Piyush Bagani

Posted on

# K-Means Clustering

## Introduction

With tons of data being generated every millisecond, it’s no surprise that most of this data is unlabeled. But that’s okay, because there are different techniques available to make do with unlabeled datasets. In fact, there’s an entire domain of Machine Learning called “Unsupervised Learning” that deals with unlabeled data.

## The Concept

Imagine you’re opening a small toy store. You have a stack of different toys, and 3 shelves. Your goal is place similar toys in one shelf. What you would do, is pick up 3 toys, one for each shelf in order to set a theme for every shelf. These toys will now dictate which of the remaining toys will go in which shelf.

Every time you pick a new toy up from the stack, you would compare it with those first 3 toys, and place this new toy on the shelf that has similar toys. You would repeat this process until all the toys have been placed.

Once you’re done, you might notice that changing the number of shelves, and picking up different initial toys for those shelves (changing the theme for each shelf) would increase how well you’ve grouped the toys. So, you repeat the process in hopes of a better outcome.

## K-means Algorithm

K-means clustering is a good place to start exploring an unlabeled dataset. The K in K-Means denotes the number of clusters. K-means algorithm is an iterative algorithm that tries to partition the dataset into subgroups (clusters) where each data point belongs to only one group.

## It has 4 basic steps:

• Initialize centroids by first shuffling the dataset and then randomly selecting K data points for the centroids without replacement.
• Assign datapoints to Clusters
• Update Cluster centroids
• Repeat step 2–3 until the stopping condition is met.

So This was small an explaination of K-Means Clustering Algorithm, Now Let's have a look to it's applications:

## Applications

### Classifying network traffic

Imagine you want to understand the different types of traffic coming to your website. You are particularly interested in understanding which traffic is spam or coming from bots.

What the problem is: As more and more services begin to be used on your application, or as your website grows, it is important you know where the traffic is coming from. For example, you want to be able to block harmful traffic and double down on areas driving growth. However, it is hard to know which is which when it comes to classifying the traffic.

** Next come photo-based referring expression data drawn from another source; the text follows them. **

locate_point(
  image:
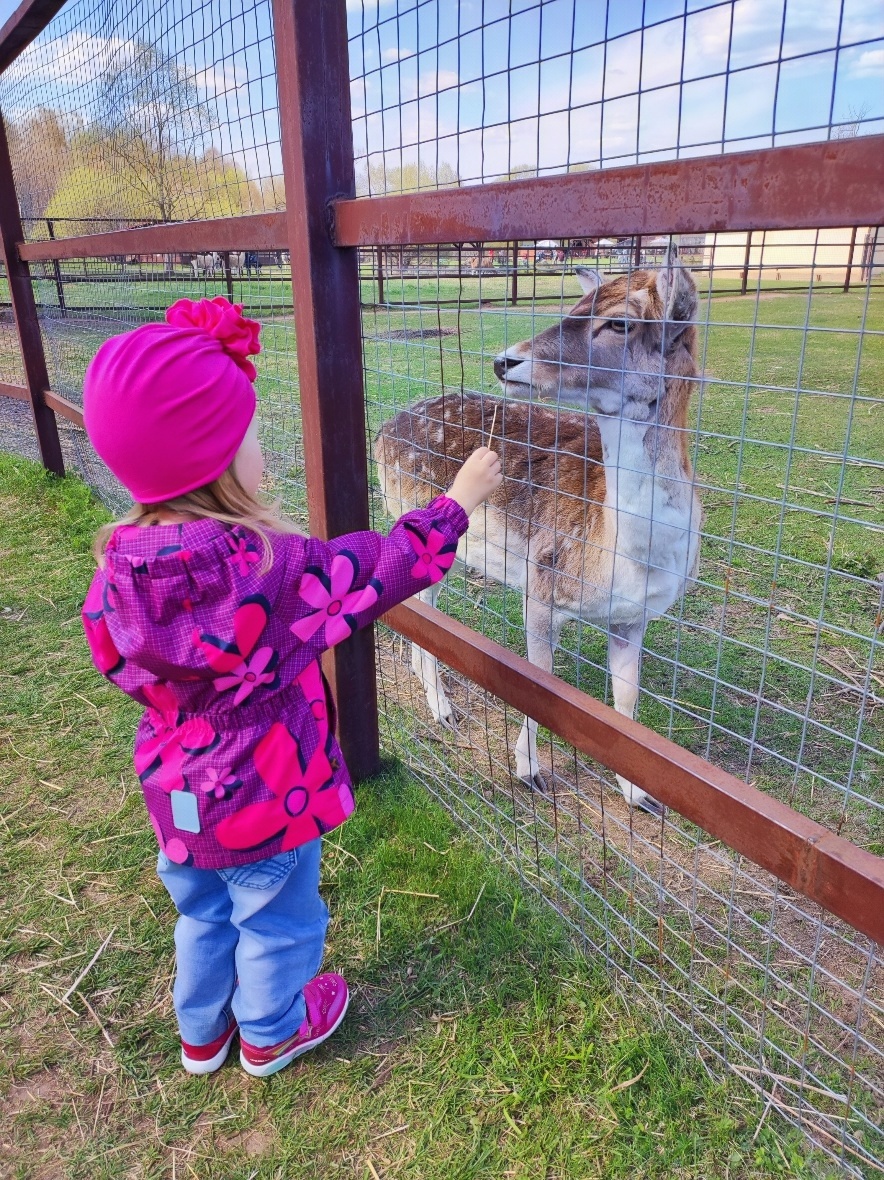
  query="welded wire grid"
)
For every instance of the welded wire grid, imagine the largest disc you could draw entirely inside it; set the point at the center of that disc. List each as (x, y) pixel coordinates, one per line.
(772, 664)
(771, 667)
(137, 113)
(502, 90)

How clustering works: K-means clustering is used to group together characteristics of the traffic sources. When the clusters are created, you can then classify the traffic types. By having precise information on traffic sources, you are able to grow your site and plan capacity effectively.

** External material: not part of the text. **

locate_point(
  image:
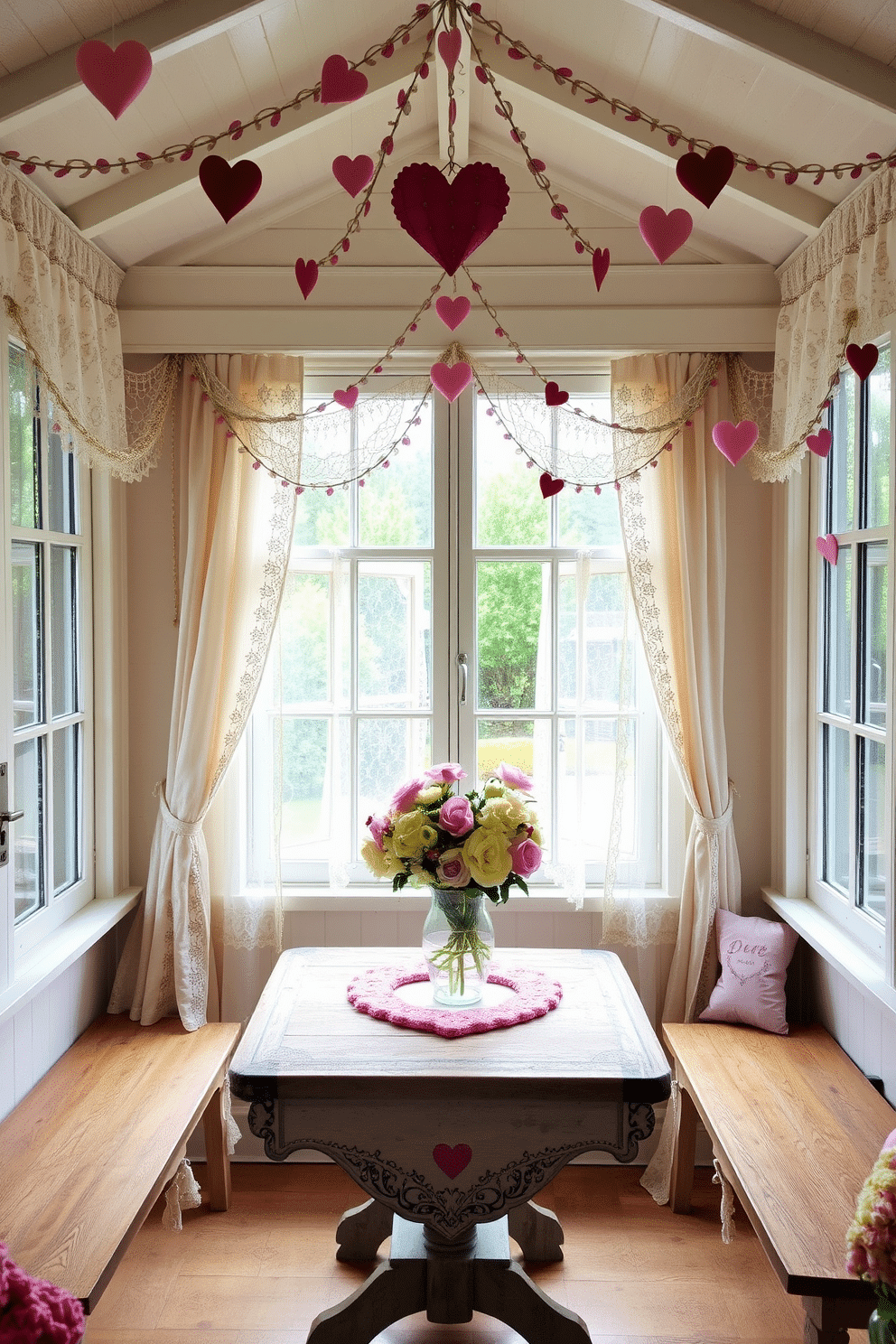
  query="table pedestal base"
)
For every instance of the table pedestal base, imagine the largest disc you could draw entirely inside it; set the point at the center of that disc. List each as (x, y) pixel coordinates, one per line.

### Fantasy League Analysis

What is the problem: Who should you have in your team? Which players are going to perform best for your team and allow you to beat the competition? The challenge at the start of the season is that there is very little if any data available to help you identify the winning players.

How clustering works: When there is little performance data available to train your model on, you have an advantage for unsupervised learning. In this type of machine learning problem, you can find similar players using some of their characteristics. This has been done using K-Means clustering. Ultimately this means you can get a better team more quickly at the start of the year, giving you an advantage.

### Spam filter

You know the junk folder in your email inbox? It is the place where emails that have been identified as spam by the algorithm.

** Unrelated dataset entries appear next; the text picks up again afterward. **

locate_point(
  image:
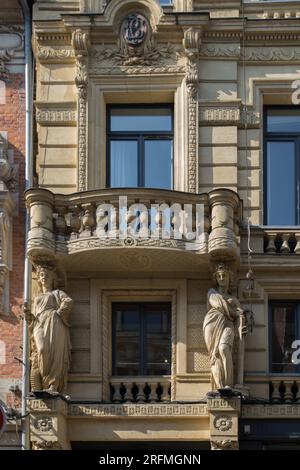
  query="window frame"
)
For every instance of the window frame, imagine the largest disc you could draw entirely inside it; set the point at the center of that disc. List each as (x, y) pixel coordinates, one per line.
(270, 323)
(140, 137)
(142, 359)
(280, 137)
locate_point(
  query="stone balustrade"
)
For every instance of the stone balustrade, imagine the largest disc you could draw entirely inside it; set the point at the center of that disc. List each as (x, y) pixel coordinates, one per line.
(285, 390)
(282, 241)
(140, 390)
(120, 218)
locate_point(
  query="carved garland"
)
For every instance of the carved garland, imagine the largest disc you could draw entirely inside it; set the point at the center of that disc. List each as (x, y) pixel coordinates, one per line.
(191, 43)
(80, 43)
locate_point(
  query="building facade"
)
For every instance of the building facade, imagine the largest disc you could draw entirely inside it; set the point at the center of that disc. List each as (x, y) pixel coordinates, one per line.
(12, 213)
(167, 149)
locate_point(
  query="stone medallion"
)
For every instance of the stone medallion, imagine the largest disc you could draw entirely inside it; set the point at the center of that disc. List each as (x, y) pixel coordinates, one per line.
(134, 29)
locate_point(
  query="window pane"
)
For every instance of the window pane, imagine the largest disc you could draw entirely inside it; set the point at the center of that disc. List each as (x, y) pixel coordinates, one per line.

What the problem is: Spam emails are at best an annoying part of modern day marketing techniques, and at worst, an example of people phishing for your personal data. To avoid getting these emails in your main inbox, email companies use algorithms. The purpose of these algorithms is to flag an email as spam correctly or not.

How clustering works: K-Means clustering techniques have proven to be an effective way of identifying spam. The way that it works is by looking at the different sections of the email (header, sender, and content). The data is then grouped together.
These groups can then be classified to identify which are spam. Including clustering in the classification process improves the accuracy of the filter to 97%. This is excellent news for people who want to be sure they’re not missing out on your favorite newsletters and offers.